University of Chicago Press AI Guidelines
These guidelines address the use of generative artificial intelligence (Gen AI), including large language models (LLMs), by authors and peer reviewers of our books. Journal authors should reference the individual journal’s AI guidelines.
Authorship. The University of Chicago Press takes a fundamentally humanistic view of authorship. We work with scholars and other writers to develop their own arguments, narratives, and voices, and we publish them for readers who trust that the content of a book is ultimately the author’s work. Accordingly, we prohibit authors from using AI tools to perform core authorial functions such as writing or rewriting text and generating arguments.
The Press recognizes that LLMs such as Claude and ChatGPT have legitimate uses for authors, such as assisting with online research and surface-level grammar and usage correction. However, the Press stands for the principle that authors must not take credit for writing that is not their own and that they are responsible for every aspect of their work, including its provenance.
The same principle extends to figures, tables, and similar visual elements included in a book: authors must be able to account for the analytical and interpretive choices such elements represent. They may not use Gen AI to fabricate or alter the content of illustrations. This includes but is not limited to redrawing maps and diagrams, upsizing image files, and adding or removing elements in a photograph or other documentary image. Using AI to render visualizations of the author’s own data, as in charts and graphs, is permitted but must be disclosed.
Disclosure and copyright. Authors who use any Gen AI tool to assist their writing and/or produce figures and tables must disclose this to their acquisitions editor at submission. Because AI use must also be transparent to the reader, authors should disclose it within the book, typically in the acknowledgments and/or in endnotes/footnotes. Authors should be aware, however, that Gen AI can introduce ideas, imagery, or even language from other authors whose work was used to train the model. Disclosure alone does not discharge the author's responsibility to verify what AI has contributed, which is critical to the integrity of the work.

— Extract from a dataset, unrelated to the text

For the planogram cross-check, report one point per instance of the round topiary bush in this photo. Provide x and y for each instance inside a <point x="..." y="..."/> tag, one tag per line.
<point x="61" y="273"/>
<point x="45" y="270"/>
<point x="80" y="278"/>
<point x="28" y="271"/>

Disclosure also relates to copyright. We view copyright as vital to producing and sustaining knowledge, and to protecting authors’ interests. Because AI-generated content cannot be copyrighted in the United States, understanding the extent of its use in a work through a clear and comprehensive disclosure is critical to determining what has protection under copyright law and can be registered for copyright.
Peer Review. In peer review, we require unassisted evaluations and expressly prohibit the use of AI tools in writing readers’ reports. Out of respect for the author’s intellectual property, peer reviewers should not copy any portion of a manuscript or a proposal, nor the reader’s report itself, into an AI tool, even one that promises not to retain data.
The AI landscape is evolving rapidly, and the Press will update these guidelines in response. We encourage authors to inform themselves about the practical and ethical risks of AI use and bring any questions to their editor.